Jury Awards Sacramento Women Money for Traffic Stop

On April 9, a federal jury in Sacramento has ordered West Sacramento to pay damages to two sisters from Ghana who were handcuffed during a traffic stop.

Jurors declined to order punitive damages, The Sacramento Bee reported. They ordered $11,700 in compensatory damages to Karene Beecham, who was driving the car, and $21,700 to her sister, Karena Crankson. Because U.S. District Judge John A. Mendez, in an unusual move, found that the sisters’ constitutional rights were violated, the jury only had to consider whether they were entitled to damages and how much.

The sisters, with their two young children in the car, were on a sightseeing trip when they were pulled over in 2006 for making a lane change without signaling. Officer Timothy Twardosz, who made the stop, sent a radio message suggesting that the sisters were high-risk, resulting in the arrival of three other officers.

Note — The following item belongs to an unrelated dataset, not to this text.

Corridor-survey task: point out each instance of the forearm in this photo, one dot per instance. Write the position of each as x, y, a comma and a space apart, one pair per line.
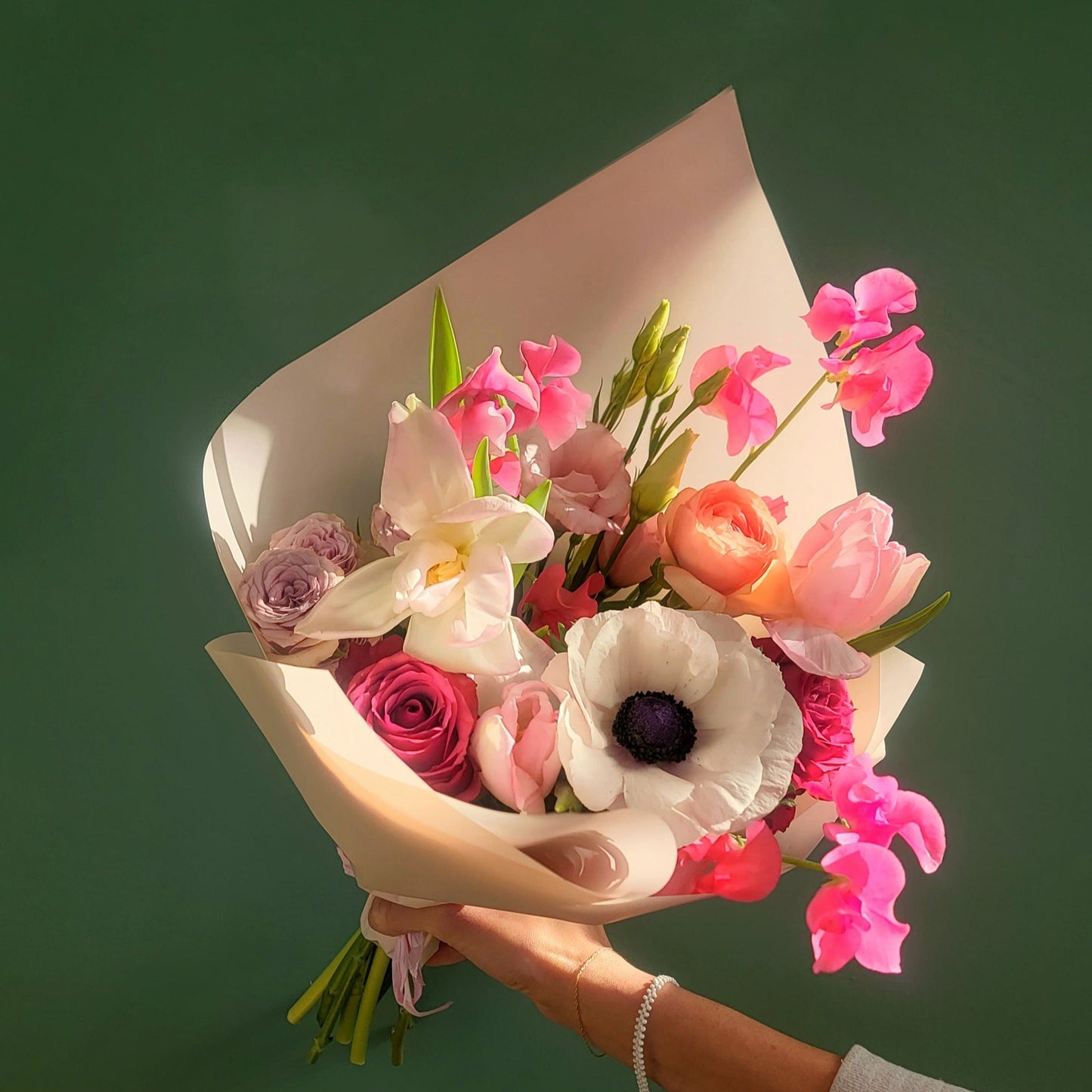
694, 1044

Thethree other officers arrived at the scene in separate cars. With guns drawn, all four officers ordered the women out of their car. One officer had an assault rifle. Another had a pistol in one hand and a leashed police dog in the other. The two women were ordered to lift their shirts to show they were not armed, then handcuffed and placed in the back of separate police vehicles for about 30 minutes.

Beecham and Crankson were detained in the backs of police cars for about half an hour before Beecham was given a ticket and they were allowed to drive off.

The officers were not charged with racial discrimination, but that’s the obvious subtext of this event. The attorney for the detained and humiliated women says such a charge is almost impossible to prove. Still, if these sightseers had been from Sweden instead of Africa, it’s hard to believe that they would have been subjected to such outrageous police behavior.

The sisters’ attorney will ask the court to issue an injunction against West Sacramento to stop using the policies currently in place for these kind of traffic stops.

This incident, although not a common occurence, points out how drivers can suffer one type of personal injury that does not require a physical injury.